The initial TASC and total O&M cost of individual subsystems are derived from the NETL’s recent study on state-of-the-art commercial technologies for blue hydrogen production7. The NETL study provides the estimates of total plant cost for individual processes or systems, as well as the owner’s cost and the TASC and O&M costs for the overall plant. The cost breakdowns are applied to the NETL’s plant-level cost estimates to come up with the initial TASC and total O&M cost for individual subsystems. The cost allocation methods and relevant cost estimates are detailed in Supplementary Notes 3 to 4 and Supplementary Tables 6 to 12.

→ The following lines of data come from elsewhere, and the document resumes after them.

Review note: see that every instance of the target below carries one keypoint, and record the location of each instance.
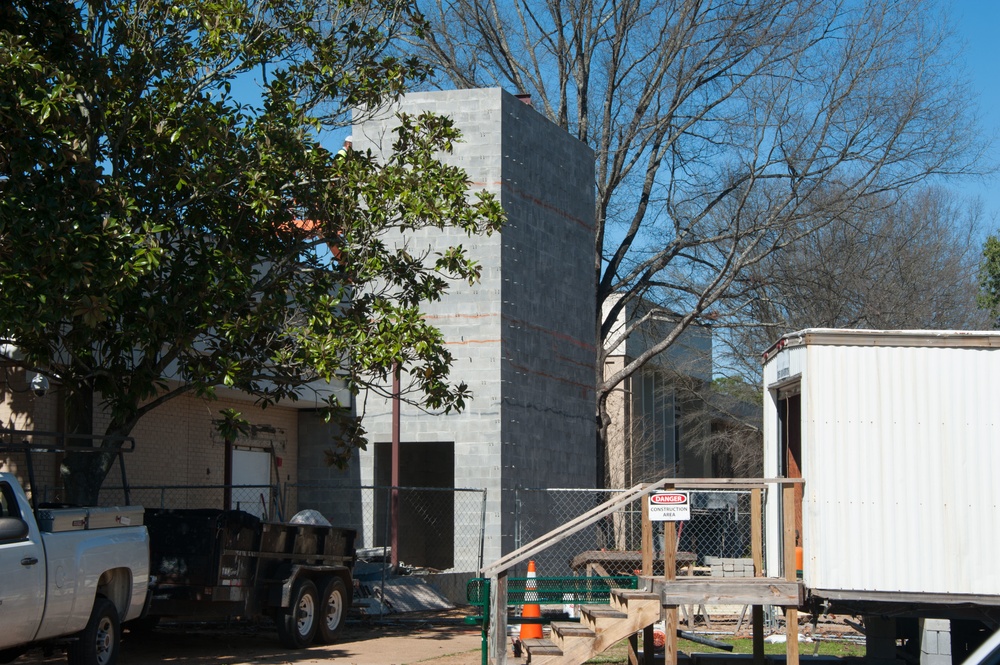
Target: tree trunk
(83, 473)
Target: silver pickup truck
(69, 575)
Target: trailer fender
(318, 574)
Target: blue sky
(977, 24)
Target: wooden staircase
(600, 627)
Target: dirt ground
(413, 639)
(430, 637)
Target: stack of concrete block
(726, 567)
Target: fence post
(517, 518)
(498, 619)
(788, 543)
(669, 575)
(482, 530)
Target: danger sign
(673, 506)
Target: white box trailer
(897, 437)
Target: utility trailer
(227, 563)
(896, 435)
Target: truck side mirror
(13, 529)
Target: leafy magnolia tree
(908, 262)
(724, 130)
(170, 220)
(989, 280)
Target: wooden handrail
(610, 506)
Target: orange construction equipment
(531, 610)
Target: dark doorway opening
(790, 421)
(426, 505)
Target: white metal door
(251, 467)
(22, 590)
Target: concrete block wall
(935, 642)
(729, 567)
(522, 338)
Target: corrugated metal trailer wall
(900, 451)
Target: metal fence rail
(717, 535)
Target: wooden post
(788, 543)
(647, 570)
(633, 649)
(756, 532)
(647, 539)
(498, 620)
(669, 575)
(757, 551)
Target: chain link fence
(263, 501)
(438, 529)
(716, 540)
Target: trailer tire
(100, 641)
(333, 607)
(297, 623)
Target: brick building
(522, 338)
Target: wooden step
(623, 599)
(542, 652)
(598, 617)
(566, 633)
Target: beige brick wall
(176, 444)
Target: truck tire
(297, 623)
(100, 641)
(332, 608)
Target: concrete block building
(523, 338)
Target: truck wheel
(99, 642)
(333, 605)
(297, 623)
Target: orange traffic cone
(531, 610)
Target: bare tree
(724, 130)
(907, 263)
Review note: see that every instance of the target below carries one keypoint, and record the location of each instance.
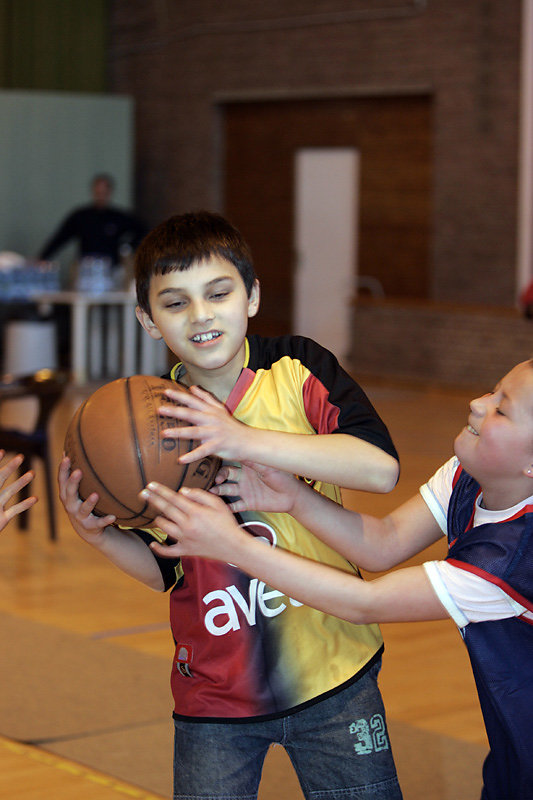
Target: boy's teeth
(205, 337)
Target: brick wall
(437, 343)
(180, 58)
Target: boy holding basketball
(482, 499)
(253, 666)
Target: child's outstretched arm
(373, 543)
(8, 492)
(123, 548)
(201, 524)
(337, 458)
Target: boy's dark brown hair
(184, 240)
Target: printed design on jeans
(371, 736)
(184, 659)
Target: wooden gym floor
(426, 679)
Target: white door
(326, 222)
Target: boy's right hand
(259, 488)
(86, 524)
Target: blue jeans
(339, 748)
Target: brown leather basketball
(116, 439)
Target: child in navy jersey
(482, 499)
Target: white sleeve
(468, 597)
(437, 491)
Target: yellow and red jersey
(244, 650)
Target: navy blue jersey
(501, 651)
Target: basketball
(116, 439)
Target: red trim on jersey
(457, 475)
(492, 579)
(322, 414)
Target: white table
(147, 358)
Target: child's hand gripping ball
(116, 439)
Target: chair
(47, 387)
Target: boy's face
(496, 446)
(202, 314)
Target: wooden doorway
(393, 136)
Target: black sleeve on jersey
(357, 415)
(167, 566)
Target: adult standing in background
(99, 228)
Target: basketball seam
(93, 471)
(140, 462)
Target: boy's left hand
(209, 421)
(196, 523)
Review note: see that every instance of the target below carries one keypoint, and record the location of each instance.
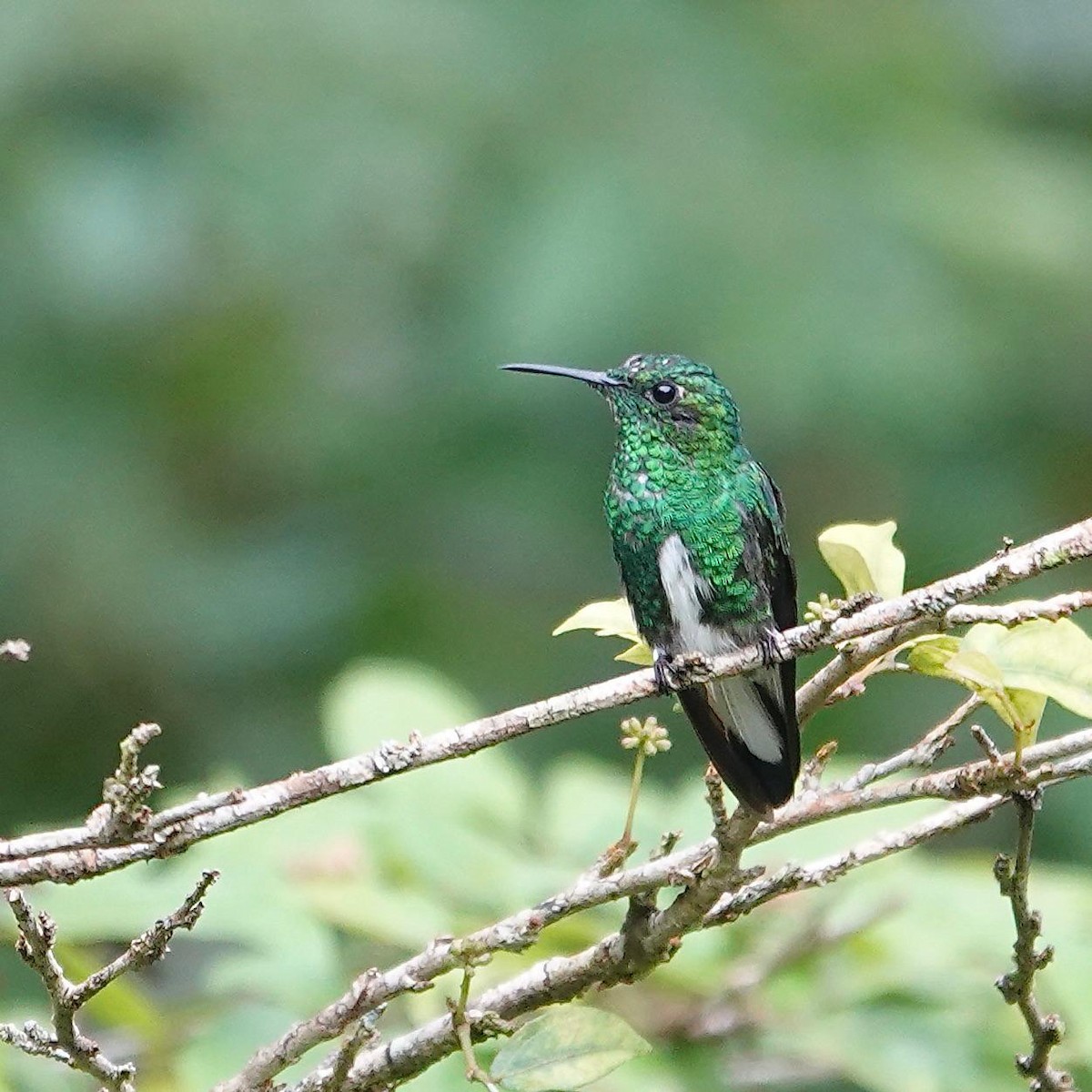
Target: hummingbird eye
(665, 394)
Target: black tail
(736, 716)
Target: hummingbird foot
(667, 677)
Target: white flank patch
(734, 698)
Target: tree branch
(66, 1043)
(654, 936)
(75, 854)
(1016, 986)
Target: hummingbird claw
(667, 681)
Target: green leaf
(1049, 658)
(864, 557)
(611, 618)
(954, 658)
(565, 1048)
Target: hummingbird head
(662, 398)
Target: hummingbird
(699, 536)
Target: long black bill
(592, 378)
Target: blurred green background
(260, 263)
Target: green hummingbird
(699, 536)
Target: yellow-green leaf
(565, 1048)
(611, 618)
(951, 658)
(864, 557)
(1049, 658)
(929, 655)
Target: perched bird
(699, 535)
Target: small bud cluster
(650, 735)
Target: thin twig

The initial installed capacity of individual subsystems is estimated based on the current global installed capacity unless noted otherwise, which implies conservative projections of technological learning. The installed capacity is measured in equivalent gigawatts of thermal energy. When the installed capacity is measured in electric power capacity, it is converted to equivalent gigawatts of thermal energy with an assumed thermal efficiency of 40%. Thermal energy capacity is further converted to the mass-based production capacity of hydrogen in terms of its higher heating value. The data of initial installed capacity are mainly derived or collected from the International Energy Agency’s Global Hydrogen Review12,28, a highly-cited learning curve article14, and the Global Syngas Technology Council syngas database50. Additional details of initial installed capacity are available in Supplementary Note 4 and Supplementary Table 13.

The data on capital and O&M cost learning rates are mainly collected from three learning curve studies on reforming hydrogen production and power generation with CCS, respectively13,14,15. Additional learning rate data come from other studies16,51,52.